A fine boxed set that came out in 1996 is Roots of Country: The Story of Country Music, Friedman/ Fairfax. My husband wrote the chapter ; “The Fightin’ Side; Honky Tonk”. Mighty fine, and he even got a “sperm-stained sheets” allusion to fly past the ol’ censors.

Haggard was still a young guy when he recorded that. It was his first hit single. Wynn Stewart wote the song. Haggard was Stewart’s bass player at the time.

Another George Jones song deserves a mention: Ya Ba Da Ba Do. It’s about a guy whose wife has left him and taken almost everything. All he has left is some Jim Beam in an Elvis Presley decanter and a Flinstone jelly glass. The song contains the unforgettable lines

“I pulled the head off Elvis, filled Fred up to his pelvis. Ya ba da ba do,
the king is gone
and so are you.”

All the dead ones. Take it how you want to. :smiley:

broccoli!

One of the great transitions would be the collaboration bluegrass master fiddle player Mark O’Conner did with Yo Yo Ma and Edger Meyer, a CD called “Appalachia Waltz”, which was a big seller in the classical community.

As far as pure classical, I find I do best with either the romantics such as Mussourgsy’s (sorry about the spelling) “Night on Bald Mountain”. Check out Disney’s Fantasia for some others.

Or, if in an intellectual mood, I go for baroque chamber music, which can be pleasant. The Brandenburg Concertos have been fairly accessible to me.

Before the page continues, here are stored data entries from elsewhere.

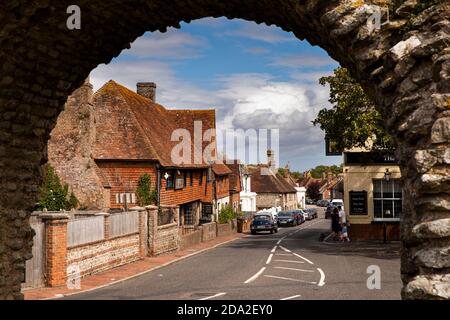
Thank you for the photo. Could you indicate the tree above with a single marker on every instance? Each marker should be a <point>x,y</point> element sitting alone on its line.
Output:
<point>313,191</point>
<point>144,194</point>
<point>226,214</point>
<point>54,195</point>
<point>353,120</point>
<point>318,171</point>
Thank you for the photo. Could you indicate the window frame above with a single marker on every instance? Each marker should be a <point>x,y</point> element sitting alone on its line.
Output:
<point>392,200</point>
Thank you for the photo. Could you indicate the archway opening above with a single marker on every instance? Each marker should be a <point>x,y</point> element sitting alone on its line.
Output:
<point>402,66</point>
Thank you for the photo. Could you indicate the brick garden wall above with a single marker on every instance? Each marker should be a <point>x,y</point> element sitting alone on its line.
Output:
<point>167,239</point>
<point>224,229</point>
<point>103,255</point>
<point>209,231</point>
<point>190,239</point>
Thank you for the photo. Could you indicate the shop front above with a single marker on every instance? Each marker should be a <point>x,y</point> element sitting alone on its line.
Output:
<point>373,197</point>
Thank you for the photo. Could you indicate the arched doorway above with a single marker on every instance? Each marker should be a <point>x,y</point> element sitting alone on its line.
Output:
<point>403,64</point>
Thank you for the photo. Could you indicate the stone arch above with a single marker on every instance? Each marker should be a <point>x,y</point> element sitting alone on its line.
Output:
<point>404,66</point>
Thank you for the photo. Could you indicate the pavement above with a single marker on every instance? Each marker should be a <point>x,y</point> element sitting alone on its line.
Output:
<point>290,265</point>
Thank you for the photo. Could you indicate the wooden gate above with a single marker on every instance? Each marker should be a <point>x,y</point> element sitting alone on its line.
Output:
<point>34,274</point>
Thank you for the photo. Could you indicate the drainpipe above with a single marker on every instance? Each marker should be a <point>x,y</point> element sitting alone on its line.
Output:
<point>158,183</point>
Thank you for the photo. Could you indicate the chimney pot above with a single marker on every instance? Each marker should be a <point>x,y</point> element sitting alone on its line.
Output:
<point>147,90</point>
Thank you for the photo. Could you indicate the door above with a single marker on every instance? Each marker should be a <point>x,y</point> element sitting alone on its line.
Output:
<point>34,268</point>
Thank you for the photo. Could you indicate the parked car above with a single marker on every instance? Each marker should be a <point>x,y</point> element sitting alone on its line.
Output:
<point>287,219</point>
<point>323,203</point>
<point>263,222</point>
<point>329,211</point>
<point>312,213</point>
<point>298,216</point>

Beyond that, I suspect it’s pretty much what you expose yourself to. I still have a real problem with dissonance as an artistic choice, which puts me on the outs with much of 20th century “classical” composing. Far from being an expert,I have a long way to go.

But it’s nice to be able to appreciate both Townes Van Zandt, Steve Fromholz and Alison Krauss on one side and Bach, Bizet and Karl Orff on the other…

Hey, somebody mentioned Paradise by John Prine. I’m actually from the county he’s talking about! Good ole Muhlenberg County KY.
I dont get to brag often about that, so sorry! I had to mention it.

Conti

Conti wrote:

I thought Mr. Peabody’s coal train done hauled it away.(?)

haha…they pretty much have Spoke. Almost all the land here has been stip mined and then reclaimed by the Peabody Coal Company. And they’re still here surfacing mining different areas!!!
The town Prine is talking about, Paradise, used to be a small town but it was stip mined and nobody ever rebuilt anything there. I dont even think there is a road that leads to Paradise anymore…i’ve walked out there a few times though. And i’ve fished in the Green River he’s talking about! LOL

Conti

“There’s No Road to Paradise Anymore”

Now there’s a song title. :wink:

Hell yeah Spoke! Now that’s what i’m talking about. If i ever become a country singer, that will be my first single.

hometownboy - thanks! I have some Mark O’Connor stuff but didn’t know he’d done anything that was considered classical. That’s good to know.